Il s’appelle Martial Paraiso. Il est Béninois d’origine et Gabonais de nationalité. Il est président de la Fédération gabonaise d’athlétisme. Il est administrateur directeur général d’un bureau d’études appelé Snge (Société nouvelle gabonaise d’études) créée en 1962 et qui fête ses 50 ans d’existence cette année. Cette société travaille dans l’ingénierie routière, (ponts, ports, voies ferrées, l’impact environnemental et économique). Elle intervient aussi dans le mobilier. Sur le plan sportif, il dirige un club pluridimensionnel (cyclisme, athlétisme…). Profitant de la Can 2012 qui s’est jouée au Gabon et Guinée Equatoriale, nous l’avons rencontré. C’est un homme visiblement ouvert qui parle de sa Fédération et du sport de son pays avec joie.

 

Martial Paraiso, président de la Fédération gabonaise d’athlétisme

L’Evénement Précis: Comment est-ce que vous vivez cette 28èm édition de la CAN en tant que sportif ?

Martial Paraiso: Vous avez bien fait de dire en tant que sportif tout cours parce que moi j’ai été baigné toute mon enfance dans le football et dans les arts martiaux au point de jouer en première division. Donc l’on m’a appris depuis mon enfance que l’athlétisme est la base de tout. On ne peut pas être bon footballeur si on n’est pas un bon athlète.

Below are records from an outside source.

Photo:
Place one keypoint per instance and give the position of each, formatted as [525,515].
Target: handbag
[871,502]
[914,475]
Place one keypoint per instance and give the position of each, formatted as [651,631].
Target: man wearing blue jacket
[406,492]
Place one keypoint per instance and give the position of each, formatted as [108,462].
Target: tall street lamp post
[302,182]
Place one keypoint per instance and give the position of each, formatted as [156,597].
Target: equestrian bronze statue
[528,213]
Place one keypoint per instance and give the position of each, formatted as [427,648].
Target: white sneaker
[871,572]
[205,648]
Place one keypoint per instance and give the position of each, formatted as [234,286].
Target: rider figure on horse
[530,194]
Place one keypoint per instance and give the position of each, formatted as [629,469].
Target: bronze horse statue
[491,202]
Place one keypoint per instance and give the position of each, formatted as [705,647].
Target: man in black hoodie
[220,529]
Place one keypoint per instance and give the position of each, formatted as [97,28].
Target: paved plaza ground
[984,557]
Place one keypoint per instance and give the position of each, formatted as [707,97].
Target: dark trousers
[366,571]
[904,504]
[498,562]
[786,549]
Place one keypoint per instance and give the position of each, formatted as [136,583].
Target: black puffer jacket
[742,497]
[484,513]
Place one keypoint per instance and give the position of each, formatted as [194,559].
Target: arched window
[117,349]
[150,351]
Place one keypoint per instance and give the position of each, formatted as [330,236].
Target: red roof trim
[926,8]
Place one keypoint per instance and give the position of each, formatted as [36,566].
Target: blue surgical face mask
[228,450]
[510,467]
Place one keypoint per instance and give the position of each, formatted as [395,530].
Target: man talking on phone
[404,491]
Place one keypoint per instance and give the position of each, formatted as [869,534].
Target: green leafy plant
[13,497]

Vous avez pu le vérifier durant toute cette CAN. Pour moi donc qui ai pratiqué ce sport c’est vraiment une joie et c’est une occasion inespérée sur l’ensemble du sport. Parce que la politique que le gouvernement vient de mettre en place va permettre aux jeunes de recommencer à courir sur les pistes des stades et afin d’organiser les championnats, de trouver les surfaces adaptées pour les épreuves des examens : du certificat d’étude du brevet, du bac etc. Tout ça va donner les fruits aux associations, des clubs pour trouver également des heures de jeu afin de pouvoir former les relations et la relève.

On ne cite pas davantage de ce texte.